A Spanish judge has now issued arrest warrants for three US soldiers in the death of a television cameraman at the Palestine Hotel in Baghdad. Many press observers of the tank attack on the hotel, or of the attack on Al Jazeera’s headquarters, were convinced they were witnessing a deliberate attack on the press.

There have always been excesses and abuses in war, and I saw its scars as a child. But the burned bodies, desecrated Korans, rape, sodomy, torture, murder … all appear to reflect a pattern of intimidation and anti-Islamic psychological warfare that was designed and implemented from the top down.

“If they could see into my heart, he told me, “they’d lock me behind barbed wire forever.”

Only a handful of our soldiers have been morally compromised as a result of their superiors’ actions. Most of the military personnel now being hounded because of their PTSD treatment aren’t suffering from guilty consciences. They’re victims of an unjust war based on lies. But each traumatized soldier stands in silent rebuke to this Administration and its war, so their claims must be challenged – even if it results in suicide, as it has in at least one case.

He smiled a lot, but his hands shook. Somebody said that he died young, but I never found out for sure.

A district attorney once told me that “Pieces of evidence are like cockroaches. For every one you find, there are a hundred you won’t. You don’t know they’re there, but the perps do.” Bush and his cronies know that there is a pattern of evidence behind these military crimes. As I've said before, I believe that’s why he’s nominated Harriet Miers – for his own protection should more evidence be made public.

The Gonzales memo justifying torture laid the groundwork for dozens – perhaps hundreds – of terrible deeds that will scar the torturer as well as the tortured. In the ancient Islamic mystical tradition called Sufism (despised by the Wahhabis who now dominate the Middle East) there is a saying: “We’re not punished for our sins, we’re punished by our sins.”

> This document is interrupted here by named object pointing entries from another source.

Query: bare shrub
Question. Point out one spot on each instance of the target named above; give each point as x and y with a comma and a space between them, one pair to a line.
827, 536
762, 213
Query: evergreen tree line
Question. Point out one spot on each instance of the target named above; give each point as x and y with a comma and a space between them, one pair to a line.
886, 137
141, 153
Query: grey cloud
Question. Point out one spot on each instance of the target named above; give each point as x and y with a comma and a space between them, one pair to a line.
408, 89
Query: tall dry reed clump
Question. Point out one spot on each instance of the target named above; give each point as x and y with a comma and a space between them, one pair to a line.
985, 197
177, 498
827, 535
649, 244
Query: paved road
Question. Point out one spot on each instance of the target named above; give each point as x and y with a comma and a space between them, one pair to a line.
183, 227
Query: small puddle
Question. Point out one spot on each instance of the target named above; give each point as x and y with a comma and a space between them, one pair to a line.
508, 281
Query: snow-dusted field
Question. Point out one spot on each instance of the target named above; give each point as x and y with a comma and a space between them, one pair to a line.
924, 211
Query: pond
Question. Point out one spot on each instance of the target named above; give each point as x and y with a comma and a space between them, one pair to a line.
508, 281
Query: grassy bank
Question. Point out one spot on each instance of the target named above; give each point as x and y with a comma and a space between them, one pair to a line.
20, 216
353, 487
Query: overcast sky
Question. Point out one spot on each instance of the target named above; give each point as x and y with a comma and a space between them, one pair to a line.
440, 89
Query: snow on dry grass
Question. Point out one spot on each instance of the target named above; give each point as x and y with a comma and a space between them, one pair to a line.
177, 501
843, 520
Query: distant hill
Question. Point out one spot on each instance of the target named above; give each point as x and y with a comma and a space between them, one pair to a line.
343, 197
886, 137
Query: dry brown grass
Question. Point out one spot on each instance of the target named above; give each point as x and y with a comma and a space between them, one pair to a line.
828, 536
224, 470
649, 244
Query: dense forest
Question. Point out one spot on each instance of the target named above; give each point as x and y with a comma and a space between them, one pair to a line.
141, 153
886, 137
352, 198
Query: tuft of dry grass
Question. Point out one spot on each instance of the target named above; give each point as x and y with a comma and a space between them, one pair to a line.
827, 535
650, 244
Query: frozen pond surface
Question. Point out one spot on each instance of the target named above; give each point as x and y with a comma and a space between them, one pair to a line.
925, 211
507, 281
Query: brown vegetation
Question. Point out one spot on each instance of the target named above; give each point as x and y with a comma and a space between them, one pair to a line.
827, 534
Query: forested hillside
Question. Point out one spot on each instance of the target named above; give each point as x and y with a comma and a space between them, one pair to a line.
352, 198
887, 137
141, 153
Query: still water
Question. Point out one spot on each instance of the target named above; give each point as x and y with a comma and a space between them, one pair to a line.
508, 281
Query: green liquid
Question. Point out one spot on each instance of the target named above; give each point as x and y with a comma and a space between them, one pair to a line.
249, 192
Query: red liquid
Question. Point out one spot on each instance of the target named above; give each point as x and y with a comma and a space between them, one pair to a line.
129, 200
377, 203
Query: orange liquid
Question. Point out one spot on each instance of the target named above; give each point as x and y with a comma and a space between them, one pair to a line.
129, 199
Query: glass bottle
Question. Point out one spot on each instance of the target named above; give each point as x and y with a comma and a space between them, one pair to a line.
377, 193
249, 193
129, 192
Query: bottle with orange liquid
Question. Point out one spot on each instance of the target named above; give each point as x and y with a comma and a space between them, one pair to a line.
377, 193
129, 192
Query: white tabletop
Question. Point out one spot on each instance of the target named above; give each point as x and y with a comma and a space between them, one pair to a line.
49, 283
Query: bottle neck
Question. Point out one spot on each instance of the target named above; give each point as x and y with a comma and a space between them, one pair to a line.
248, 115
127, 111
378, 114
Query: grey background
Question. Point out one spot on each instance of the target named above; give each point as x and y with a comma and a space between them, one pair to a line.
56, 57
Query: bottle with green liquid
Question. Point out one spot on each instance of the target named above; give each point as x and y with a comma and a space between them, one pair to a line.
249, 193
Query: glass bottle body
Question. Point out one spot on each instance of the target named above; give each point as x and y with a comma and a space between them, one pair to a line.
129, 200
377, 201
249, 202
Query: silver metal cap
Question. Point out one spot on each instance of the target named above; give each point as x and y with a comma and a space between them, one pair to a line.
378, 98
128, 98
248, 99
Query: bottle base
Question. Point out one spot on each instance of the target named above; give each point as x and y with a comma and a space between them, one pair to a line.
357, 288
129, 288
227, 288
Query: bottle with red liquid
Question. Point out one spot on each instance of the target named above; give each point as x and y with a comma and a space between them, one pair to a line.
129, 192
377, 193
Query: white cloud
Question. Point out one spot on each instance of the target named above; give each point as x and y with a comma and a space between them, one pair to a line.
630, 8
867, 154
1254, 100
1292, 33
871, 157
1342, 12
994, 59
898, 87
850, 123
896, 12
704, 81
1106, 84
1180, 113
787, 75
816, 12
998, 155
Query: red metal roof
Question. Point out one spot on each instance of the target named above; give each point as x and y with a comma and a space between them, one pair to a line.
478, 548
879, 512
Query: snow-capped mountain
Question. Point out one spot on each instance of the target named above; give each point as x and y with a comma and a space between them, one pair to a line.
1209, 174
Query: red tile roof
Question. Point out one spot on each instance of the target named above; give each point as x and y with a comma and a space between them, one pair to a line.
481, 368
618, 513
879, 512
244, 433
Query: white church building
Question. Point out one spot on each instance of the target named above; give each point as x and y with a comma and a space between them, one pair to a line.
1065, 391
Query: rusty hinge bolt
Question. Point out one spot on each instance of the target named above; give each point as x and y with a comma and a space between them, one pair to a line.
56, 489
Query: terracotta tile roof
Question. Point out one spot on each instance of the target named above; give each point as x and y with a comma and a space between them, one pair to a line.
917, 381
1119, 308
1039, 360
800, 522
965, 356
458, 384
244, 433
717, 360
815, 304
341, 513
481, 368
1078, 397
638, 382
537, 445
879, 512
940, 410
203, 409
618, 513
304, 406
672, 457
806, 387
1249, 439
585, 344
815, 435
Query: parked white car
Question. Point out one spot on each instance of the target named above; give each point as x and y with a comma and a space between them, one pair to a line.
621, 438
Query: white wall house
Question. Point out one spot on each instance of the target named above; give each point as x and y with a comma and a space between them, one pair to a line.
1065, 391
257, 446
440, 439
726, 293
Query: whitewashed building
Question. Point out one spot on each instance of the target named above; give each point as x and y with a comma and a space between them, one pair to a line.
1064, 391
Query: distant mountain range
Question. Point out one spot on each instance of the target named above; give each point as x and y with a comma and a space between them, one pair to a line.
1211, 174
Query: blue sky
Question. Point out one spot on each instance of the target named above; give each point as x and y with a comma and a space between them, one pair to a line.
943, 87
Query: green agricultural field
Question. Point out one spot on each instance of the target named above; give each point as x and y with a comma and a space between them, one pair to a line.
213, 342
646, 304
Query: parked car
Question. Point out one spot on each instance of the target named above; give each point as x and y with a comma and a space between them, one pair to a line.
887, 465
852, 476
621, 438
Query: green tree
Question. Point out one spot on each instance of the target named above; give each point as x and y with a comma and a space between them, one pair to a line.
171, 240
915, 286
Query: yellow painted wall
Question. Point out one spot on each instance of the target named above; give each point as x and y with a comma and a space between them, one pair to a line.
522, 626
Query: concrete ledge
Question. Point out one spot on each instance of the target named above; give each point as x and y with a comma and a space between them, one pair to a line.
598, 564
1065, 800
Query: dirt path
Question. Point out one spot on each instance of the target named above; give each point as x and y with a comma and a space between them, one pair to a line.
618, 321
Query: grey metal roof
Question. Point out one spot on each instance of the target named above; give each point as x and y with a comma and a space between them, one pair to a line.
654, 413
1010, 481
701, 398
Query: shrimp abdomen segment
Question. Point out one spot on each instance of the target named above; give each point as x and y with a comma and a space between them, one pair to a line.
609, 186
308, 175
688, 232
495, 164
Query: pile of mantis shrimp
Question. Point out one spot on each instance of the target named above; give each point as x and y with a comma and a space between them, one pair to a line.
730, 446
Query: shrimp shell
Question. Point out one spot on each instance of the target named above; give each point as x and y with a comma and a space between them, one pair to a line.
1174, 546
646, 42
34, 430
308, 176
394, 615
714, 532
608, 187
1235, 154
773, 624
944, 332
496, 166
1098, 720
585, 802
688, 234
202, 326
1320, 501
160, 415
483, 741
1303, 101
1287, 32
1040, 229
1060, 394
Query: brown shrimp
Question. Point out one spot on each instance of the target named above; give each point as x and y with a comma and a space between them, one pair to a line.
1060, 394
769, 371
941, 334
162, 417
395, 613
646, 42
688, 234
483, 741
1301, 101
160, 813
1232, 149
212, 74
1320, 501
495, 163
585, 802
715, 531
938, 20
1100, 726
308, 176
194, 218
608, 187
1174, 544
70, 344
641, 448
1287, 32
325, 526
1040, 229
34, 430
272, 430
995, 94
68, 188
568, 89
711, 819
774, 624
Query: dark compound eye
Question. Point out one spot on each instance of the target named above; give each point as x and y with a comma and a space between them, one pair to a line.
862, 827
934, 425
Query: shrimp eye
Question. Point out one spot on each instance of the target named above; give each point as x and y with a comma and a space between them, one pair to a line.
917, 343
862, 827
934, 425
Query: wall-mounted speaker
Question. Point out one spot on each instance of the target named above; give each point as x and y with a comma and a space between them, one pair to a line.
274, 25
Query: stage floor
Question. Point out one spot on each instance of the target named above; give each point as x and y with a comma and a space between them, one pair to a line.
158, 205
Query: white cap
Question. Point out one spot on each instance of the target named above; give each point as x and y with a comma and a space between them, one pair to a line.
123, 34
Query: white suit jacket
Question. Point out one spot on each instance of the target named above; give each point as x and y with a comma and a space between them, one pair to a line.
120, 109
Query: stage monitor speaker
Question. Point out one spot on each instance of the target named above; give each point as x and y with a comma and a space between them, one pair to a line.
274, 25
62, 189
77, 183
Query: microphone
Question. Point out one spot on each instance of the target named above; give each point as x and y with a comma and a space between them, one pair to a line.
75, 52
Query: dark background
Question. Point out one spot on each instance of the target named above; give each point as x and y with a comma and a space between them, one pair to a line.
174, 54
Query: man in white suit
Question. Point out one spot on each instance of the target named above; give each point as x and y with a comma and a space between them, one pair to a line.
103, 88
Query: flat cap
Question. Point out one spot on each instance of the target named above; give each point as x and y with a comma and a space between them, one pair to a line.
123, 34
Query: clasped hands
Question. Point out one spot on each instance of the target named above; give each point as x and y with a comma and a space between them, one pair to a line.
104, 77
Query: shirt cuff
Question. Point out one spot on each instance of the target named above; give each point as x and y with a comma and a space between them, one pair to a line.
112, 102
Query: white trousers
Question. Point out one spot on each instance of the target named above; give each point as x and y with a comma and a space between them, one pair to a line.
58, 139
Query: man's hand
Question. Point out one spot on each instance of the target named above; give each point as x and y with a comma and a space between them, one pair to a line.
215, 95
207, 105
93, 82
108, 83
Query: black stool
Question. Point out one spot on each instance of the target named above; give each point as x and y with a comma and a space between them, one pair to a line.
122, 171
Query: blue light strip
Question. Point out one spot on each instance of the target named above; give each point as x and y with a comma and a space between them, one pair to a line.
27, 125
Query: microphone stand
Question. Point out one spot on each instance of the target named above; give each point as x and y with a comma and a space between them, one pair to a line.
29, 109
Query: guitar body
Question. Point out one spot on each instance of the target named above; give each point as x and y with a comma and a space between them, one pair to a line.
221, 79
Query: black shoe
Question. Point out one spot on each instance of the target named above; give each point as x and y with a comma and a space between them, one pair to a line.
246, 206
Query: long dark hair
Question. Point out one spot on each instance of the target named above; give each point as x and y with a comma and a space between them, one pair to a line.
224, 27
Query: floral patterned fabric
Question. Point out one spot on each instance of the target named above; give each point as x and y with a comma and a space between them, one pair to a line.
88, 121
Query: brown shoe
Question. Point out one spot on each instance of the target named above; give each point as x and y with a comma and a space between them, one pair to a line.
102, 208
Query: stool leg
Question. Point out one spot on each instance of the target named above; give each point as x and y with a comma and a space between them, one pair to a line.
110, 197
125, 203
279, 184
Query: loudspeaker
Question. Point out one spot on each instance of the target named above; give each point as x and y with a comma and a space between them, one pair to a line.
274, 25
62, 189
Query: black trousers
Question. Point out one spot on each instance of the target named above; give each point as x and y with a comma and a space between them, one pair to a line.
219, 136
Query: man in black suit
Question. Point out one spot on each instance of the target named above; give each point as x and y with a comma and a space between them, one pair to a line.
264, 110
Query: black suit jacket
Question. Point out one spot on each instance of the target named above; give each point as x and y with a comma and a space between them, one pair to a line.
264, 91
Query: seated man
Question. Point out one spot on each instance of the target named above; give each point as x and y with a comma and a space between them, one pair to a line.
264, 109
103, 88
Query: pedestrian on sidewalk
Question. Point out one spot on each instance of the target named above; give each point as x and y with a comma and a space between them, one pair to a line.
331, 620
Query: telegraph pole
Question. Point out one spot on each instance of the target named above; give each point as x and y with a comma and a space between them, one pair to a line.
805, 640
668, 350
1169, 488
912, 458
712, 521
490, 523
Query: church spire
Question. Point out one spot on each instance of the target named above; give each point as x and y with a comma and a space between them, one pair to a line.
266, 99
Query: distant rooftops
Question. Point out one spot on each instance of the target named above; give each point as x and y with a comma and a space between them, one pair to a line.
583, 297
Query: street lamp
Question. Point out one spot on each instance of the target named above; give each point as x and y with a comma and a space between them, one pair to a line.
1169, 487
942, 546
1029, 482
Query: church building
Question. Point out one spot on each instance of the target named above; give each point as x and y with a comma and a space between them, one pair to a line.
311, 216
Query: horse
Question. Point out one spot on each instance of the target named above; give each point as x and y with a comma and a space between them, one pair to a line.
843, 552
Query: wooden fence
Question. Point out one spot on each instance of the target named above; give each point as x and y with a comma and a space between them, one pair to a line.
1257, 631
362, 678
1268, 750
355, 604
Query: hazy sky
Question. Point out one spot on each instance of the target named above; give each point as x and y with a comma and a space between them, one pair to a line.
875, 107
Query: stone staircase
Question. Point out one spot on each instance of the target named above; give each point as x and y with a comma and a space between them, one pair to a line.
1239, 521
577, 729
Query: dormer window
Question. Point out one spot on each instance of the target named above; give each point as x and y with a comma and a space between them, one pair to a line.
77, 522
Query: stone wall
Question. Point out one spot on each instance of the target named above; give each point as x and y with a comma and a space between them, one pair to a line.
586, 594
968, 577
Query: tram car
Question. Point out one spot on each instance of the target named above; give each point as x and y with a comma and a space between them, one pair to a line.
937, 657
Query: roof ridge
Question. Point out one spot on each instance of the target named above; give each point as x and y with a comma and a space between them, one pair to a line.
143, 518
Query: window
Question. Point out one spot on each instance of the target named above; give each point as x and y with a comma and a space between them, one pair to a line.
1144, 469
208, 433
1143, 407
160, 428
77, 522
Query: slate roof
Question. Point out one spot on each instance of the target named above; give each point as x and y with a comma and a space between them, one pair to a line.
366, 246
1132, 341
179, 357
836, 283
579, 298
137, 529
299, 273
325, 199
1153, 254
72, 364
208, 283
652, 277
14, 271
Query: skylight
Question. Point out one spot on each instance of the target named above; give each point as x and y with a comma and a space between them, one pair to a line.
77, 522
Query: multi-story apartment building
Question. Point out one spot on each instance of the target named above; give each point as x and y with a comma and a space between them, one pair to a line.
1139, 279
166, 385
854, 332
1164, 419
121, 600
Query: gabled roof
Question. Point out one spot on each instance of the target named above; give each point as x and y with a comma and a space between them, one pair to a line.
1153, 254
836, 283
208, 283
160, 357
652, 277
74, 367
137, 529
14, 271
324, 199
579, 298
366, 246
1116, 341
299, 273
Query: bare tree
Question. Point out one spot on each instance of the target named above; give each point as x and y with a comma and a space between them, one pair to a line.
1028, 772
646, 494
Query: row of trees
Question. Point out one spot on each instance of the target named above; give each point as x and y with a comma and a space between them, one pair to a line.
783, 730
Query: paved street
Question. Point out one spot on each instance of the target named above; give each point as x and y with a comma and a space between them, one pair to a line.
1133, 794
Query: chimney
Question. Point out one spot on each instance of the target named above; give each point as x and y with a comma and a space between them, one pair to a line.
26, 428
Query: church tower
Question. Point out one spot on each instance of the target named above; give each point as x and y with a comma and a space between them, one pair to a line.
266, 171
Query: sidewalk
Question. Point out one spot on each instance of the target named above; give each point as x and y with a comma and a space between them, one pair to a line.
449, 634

The punishment these soldiers will continue to endure is the result of their leaders’ policies. If the chain of command has encouraged illegal behavior, it has also damaged the psyches – the souls, if you prefer – of the soldiers under its command. That is the Other Crime of the civilian hierarchy that is running our military today. Researchers are building the super-soldier of the future (subscription or ad viewing required), but at what expense to the spirit?

Somewhere there is a young woman who lives a haunted life. She feels she can never return to normal civilian life, with a job and family, because of what she’s done. Somewhere there is a young man who will never get a night’s sleep again, who will always feel exiled from the ebb and flow of life among “decent” people. Among those supposedly decent people are the Senators who voted for McCain’s “feel-good” anti-torture bill in the Senate, yet supported Gonzales’ confirmation and looked the other way when they could have made a difference.

“Once you do these things with your own hands,” he told me, “you learn something no human being should ever know: It’s easy.”